America’s approach toward the war in Ukraine bespeaks some understanding of the limits of American power. The Biden administration, with seemingly strong bipartisan backing, has studiously avoided Americanizing the war by introducing U.S. combat forces into the fray. It has provided significant support for Ukraine with weapons, training, intelligence, and the like—but the Ukrainians are the ones fighting and dying. These limitations on U.S. involvement are a positive development, heralding a less intrusive form of U.S. intervention in future conflicts.  

[Phillips Payson O’Brien: The future of American warfare is unfolding in Ukraine]

Still, the United States must also understand that it cannot dictate the course of the war. Some American decisions about which weapons to supply—or not—seem designed to constrain Ukraine’s options, and very much at times seem to be aimed at trying to direct a certain outcome for the war.

The U.S. has been providing Ukraine with systems that are powerful but have limited range: 155 mm howitzers, High Mobility Artillery Rocket System equipment, anti-radar missiles, armored fighting vehicles, and anti-aircraft systems. These are effective in a defensive war but provide little or no capacity to strike deep inside enemy (or enemy-controlled) territory. They would be of little use, for instance, in helping Ukraine liberate Russian-occupied Crimea. In response to Ukrainian requests for longer-range systems, the U.S. has either slow-walked them (as in the case of F-16 fighters) or declined to provide them (as is currently the case with Army Tactical Missile Systems).

This kind of carefully circumscribed support might make sense if the U.S. were also trying to broker a peace deal with Russia. Indeed, it has heightened Ukrainian fears that Washington sees control over Crimea or even other parts of occupied Ukraine as potential bargaining chips in future talks with Russia. In practice, America’s restraint has backfired. Ukraine has been forced to fight a longer and costlier war than it otherwise would have. Because they lacked the option of hitting strategic targets well behind Russian lines, Ukrainian military planners have opted this summer for a slow, deliberate, wastage campaign against entrenched Russian forces, in preparation for a direct counterassault in the future. European countries—particularly the United Kingdom, which has provided Storm Shadow cruise missiles—have been more supportive of extending the Ukrainian military’s range.

The U.S. approach has also backfired on the Biden administration by forcing it earlier this month to provide Ukraine with cluster munitions—something the White House surely wished it never would have had to do. But in its slow, grinding war, Ukraine has used up massive amounts of ammunition faster than anticipated. As stocks have run low, cluster munitions—which break into smaller pieces that heighten the risk of injuring children and other civilians—became perhaps the only ordnance available that could make a difference in the campaign against Russia.

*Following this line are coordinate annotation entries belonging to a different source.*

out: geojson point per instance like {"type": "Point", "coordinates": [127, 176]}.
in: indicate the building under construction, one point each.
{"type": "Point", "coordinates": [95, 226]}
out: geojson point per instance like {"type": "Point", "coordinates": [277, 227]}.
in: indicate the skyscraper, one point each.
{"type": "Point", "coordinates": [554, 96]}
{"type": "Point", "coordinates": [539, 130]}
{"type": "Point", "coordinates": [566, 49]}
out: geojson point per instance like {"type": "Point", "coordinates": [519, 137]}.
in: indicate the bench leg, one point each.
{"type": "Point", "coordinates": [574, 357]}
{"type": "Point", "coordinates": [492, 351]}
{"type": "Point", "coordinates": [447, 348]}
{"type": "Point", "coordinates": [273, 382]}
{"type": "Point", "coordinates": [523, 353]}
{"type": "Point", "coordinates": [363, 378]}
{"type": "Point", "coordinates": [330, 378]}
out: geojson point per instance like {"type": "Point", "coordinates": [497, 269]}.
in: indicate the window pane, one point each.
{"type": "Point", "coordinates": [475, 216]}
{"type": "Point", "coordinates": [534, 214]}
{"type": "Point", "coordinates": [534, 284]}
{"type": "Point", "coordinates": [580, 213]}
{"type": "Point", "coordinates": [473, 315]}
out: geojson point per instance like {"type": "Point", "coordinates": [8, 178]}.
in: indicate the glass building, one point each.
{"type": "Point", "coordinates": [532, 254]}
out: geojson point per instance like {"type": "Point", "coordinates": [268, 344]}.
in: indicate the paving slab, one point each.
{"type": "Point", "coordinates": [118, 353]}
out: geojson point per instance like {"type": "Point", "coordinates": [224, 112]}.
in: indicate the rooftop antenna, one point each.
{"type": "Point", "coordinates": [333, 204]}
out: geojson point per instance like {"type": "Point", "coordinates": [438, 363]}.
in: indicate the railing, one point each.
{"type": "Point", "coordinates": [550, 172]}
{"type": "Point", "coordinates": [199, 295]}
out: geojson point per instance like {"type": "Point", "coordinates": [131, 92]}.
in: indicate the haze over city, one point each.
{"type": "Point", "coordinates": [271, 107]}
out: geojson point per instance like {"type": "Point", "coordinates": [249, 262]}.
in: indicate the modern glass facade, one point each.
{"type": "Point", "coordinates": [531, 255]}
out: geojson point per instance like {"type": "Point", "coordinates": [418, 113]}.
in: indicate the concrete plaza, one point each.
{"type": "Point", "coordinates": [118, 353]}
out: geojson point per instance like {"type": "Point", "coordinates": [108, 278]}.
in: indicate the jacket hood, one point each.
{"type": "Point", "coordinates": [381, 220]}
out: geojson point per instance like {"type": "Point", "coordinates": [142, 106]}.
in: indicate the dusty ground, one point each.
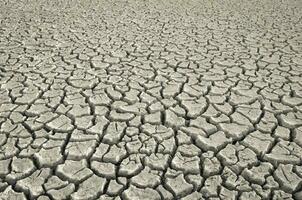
{"type": "Point", "coordinates": [151, 100]}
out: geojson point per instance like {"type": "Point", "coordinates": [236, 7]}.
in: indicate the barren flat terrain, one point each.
{"type": "Point", "coordinates": [151, 99]}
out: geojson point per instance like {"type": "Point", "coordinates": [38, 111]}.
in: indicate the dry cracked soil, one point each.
{"type": "Point", "coordinates": [150, 100]}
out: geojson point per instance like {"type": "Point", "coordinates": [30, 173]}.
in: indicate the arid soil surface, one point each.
{"type": "Point", "coordinates": [150, 100]}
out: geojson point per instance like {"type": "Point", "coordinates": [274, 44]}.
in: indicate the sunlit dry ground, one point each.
{"type": "Point", "coordinates": [143, 100]}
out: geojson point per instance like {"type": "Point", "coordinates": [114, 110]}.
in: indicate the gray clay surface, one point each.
{"type": "Point", "coordinates": [150, 100]}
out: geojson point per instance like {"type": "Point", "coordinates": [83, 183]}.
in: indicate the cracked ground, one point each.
{"type": "Point", "coordinates": [150, 100]}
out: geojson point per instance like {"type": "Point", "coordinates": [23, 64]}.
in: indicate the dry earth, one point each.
{"type": "Point", "coordinates": [151, 99]}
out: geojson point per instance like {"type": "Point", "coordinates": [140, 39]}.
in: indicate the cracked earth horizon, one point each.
{"type": "Point", "coordinates": [151, 100]}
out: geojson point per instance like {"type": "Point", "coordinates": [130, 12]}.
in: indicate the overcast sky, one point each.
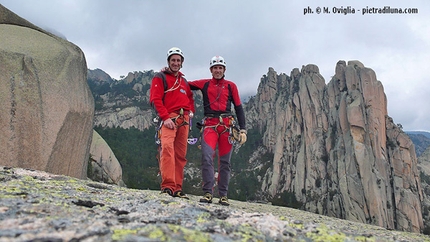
{"type": "Point", "coordinates": [122, 36]}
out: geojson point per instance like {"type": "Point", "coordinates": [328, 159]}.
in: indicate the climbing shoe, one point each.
{"type": "Point", "coordinates": [180, 194]}
{"type": "Point", "coordinates": [166, 191]}
{"type": "Point", "coordinates": [224, 201]}
{"type": "Point", "coordinates": [207, 198]}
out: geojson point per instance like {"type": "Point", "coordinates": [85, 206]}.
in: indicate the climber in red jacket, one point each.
{"type": "Point", "coordinates": [174, 104]}
{"type": "Point", "coordinates": [219, 95]}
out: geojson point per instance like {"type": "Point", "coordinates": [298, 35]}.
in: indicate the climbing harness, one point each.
{"type": "Point", "coordinates": [191, 140]}
{"type": "Point", "coordinates": [159, 123]}
{"type": "Point", "coordinates": [232, 127]}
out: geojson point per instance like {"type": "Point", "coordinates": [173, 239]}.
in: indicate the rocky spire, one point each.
{"type": "Point", "coordinates": [336, 148]}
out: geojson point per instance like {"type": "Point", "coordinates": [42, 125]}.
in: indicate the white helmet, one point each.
{"type": "Point", "coordinates": [175, 51]}
{"type": "Point", "coordinates": [217, 60]}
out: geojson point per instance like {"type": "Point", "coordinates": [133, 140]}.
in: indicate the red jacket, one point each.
{"type": "Point", "coordinates": [218, 97]}
{"type": "Point", "coordinates": [178, 95]}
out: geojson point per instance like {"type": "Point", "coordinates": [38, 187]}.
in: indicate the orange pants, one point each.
{"type": "Point", "coordinates": [173, 153]}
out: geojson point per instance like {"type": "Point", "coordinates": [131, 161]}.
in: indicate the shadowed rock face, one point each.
{"type": "Point", "coordinates": [336, 148]}
{"type": "Point", "coordinates": [104, 165]}
{"type": "Point", "coordinates": [47, 109]}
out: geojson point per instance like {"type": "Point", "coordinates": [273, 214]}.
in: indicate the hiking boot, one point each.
{"type": "Point", "coordinates": [180, 194]}
{"type": "Point", "coordinates": [224, 201]}
{"type": "Point", "coordinates": [207, 198]}
{"type": "Point", "coordinates": [166, 191]}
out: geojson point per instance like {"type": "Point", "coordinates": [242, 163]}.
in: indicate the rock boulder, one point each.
{"type": "Point", "coordinates": [46, 116]}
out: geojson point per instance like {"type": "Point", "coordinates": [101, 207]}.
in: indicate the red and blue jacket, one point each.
{"type": "Point", "coordinates": [172, 98]}
{"type": "Point", "coordinates": [218, 97]}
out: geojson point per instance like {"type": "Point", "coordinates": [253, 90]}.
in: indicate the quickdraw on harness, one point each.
{"type": "Point", "coordinates": [232, 128]}
{"type": "Point", "coordinates": [191, 140]}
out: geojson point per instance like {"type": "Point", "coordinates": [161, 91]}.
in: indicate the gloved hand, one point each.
{"type": "Point", "coordinates": [242, 137]}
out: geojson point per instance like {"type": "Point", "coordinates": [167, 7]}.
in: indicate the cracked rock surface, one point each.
{"type": "Point", "coordinates": [38, 206]}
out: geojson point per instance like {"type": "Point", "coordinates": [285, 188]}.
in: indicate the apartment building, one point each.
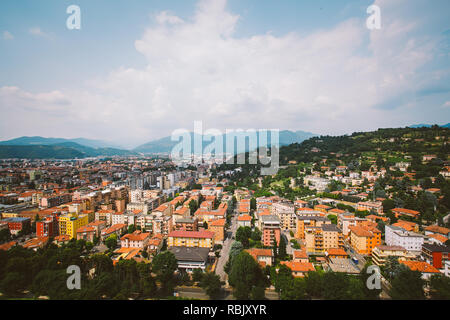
{"type": "Point", "coordinates": [396, 236]}
{"type": "Point", "coordinates": [69, 224]}
{"type": "Point", "coordinates": [271, 230]}
{"type": "Point", "coordinates": [381, 253]}
{"type": "Point", "coordinates": [364, 238]}
{"type": "Point", "coordinates": [201, 239]}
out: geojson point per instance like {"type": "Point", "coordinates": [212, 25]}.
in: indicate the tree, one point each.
{"type": "Point", "coordinates": [164, 265]}
{"type": "Point", "coordinates": [407, 285]}
{"type": "Point", "coordinates": [245, 275]}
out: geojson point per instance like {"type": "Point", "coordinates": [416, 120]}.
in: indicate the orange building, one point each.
{"type": "Point", "coordinates": [218, 227]}
{"type": "Point", "coordinates": [364, 238]}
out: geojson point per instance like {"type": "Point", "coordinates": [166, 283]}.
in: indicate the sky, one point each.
{"type": "Point", "coordinates": [137, 70]}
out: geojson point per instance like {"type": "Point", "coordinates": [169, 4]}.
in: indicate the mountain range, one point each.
{"type": "Point", "coordinates": [60, 148]}
{"type": "Point", "coordinates": [165, 145]}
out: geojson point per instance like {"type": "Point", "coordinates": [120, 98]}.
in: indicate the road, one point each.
{"type": "Point", "coordinates": [226, 247]}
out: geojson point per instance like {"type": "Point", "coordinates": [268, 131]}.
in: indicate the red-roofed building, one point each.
{"type": "Point", "coordinates": [202, 239]}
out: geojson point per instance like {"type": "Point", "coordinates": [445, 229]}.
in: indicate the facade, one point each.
{"type": "Point", "coordinates": [411, 241]}
{"type": "Point", "coordinates": [201, 239]}
{"type": "Point", "coordinates": [218, 227]}
{"type": "Point", "coordinates": [364, 239]}
{"type": "Point", "coordinates": [244, 220]}
{"type": "Point", "coordinates": [405, 212]}
{"type": "Point", "coordinates": [136, 239]}
{"type": "Point", "coordinates": [380, 254]}
{"type": "Point", "coordinates": [189, 258]}
{"type": "Point", "coordinates": [263, 256]}
{"type": "Point", "coordinates": [270, 229]}
{"type": "Point", "coordinates": [69, 224]}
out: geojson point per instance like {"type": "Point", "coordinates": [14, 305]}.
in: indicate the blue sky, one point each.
{"type": "Point", "coordinates": [137, 70]}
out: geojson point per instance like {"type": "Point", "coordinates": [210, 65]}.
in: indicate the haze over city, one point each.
{"type": "Point", "coordinates": [137, 71]}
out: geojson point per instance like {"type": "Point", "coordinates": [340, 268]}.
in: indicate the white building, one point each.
{"type": "Point", "coordinates": [396, 236]}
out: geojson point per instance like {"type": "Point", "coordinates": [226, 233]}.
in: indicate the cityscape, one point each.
{"type": "Point", "coordinates": [210, 155]}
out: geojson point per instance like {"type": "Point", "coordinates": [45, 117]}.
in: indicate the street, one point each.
{"type": "Point", "coordinates": [226, 247]}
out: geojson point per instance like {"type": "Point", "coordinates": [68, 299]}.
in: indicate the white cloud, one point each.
{"type": "Point", "coordinates": [331, 81]}
{"type": "Point", "coordinates": [7, 35]}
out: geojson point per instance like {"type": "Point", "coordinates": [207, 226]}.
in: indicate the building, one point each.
{"type": "Point", "coordinates": [201, 239]}
{"type": "Point", "coordinates": [117, 229]}
{"type": "Point", "coordinates": [300, 255]}
{"type": "Point", "coordinates": [69, 224]}
{"type": "Point", "coordinates": [263, 256]}
{"type": "Point", "coordinates": [136, 239]}
{"type": "Point", "coordinates": [244, 220]}
{"type": "Point", "coordinates": [270, 229]}
{"type": "Point", "coordinates": [436, 255]}
{"type": "Point", "coordinates": [371, 206]}
{"type": "Point", "coordinates": [16, 224]}
{"type": "Point", "coordinates": [396, 236]}
{"type": "Point", "coordinates": [306, 222]}
{"type": "Point", "coordinates": [364, 238]}
{"type": "Point", "coordinates": [190, 258]}
{"type": "Point", "coordinates": [423, 267]}
{"type": "Point", "coordinates": [435, 229]}
{"type": "Point", "coordinates": [381, 253]}
{"type": "Point", "coordinates": [286, 213]}
{"type": "Point", "coordinates": [186, 224]}
{"type": "Point", "coordinates": [48, 227]}
{"type": "Point", "coordinates": [218, 227]}
{"type": "Point", "coordinates": [299, 269]}
{"type": "Point", "coordinates": [320, 239]}
{"type": "Point", "coordinates": [405, 212]}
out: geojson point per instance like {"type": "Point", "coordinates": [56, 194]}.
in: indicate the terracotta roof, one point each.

The best thing the U.S. can do to end the war is give Ukrainians the support they need to push the Russian military out of their country. Even if Washington wanted to, it can’t force Ukraine to agree to a specific peace deal (such as handing over Crimea). If the U.S. cut back aid significantly, that would not necessarily make Ukraine give up. More likely it would lead to an even longer and bloodier war, because Ukraine would fight on, with the support of European states that believe more fervently than the U.S. does that Russia must be defeated.

The real choice the U.S. faces is whether to help the Ukrainian military win the war in the quickest, most efficient manner possible, with the smallest number of dead on each side. This would be both the wisest and the most humane outcome. But it would require an American recognition that the Ukrainians are the ones in combat, and that the U.S. cannot always be in control.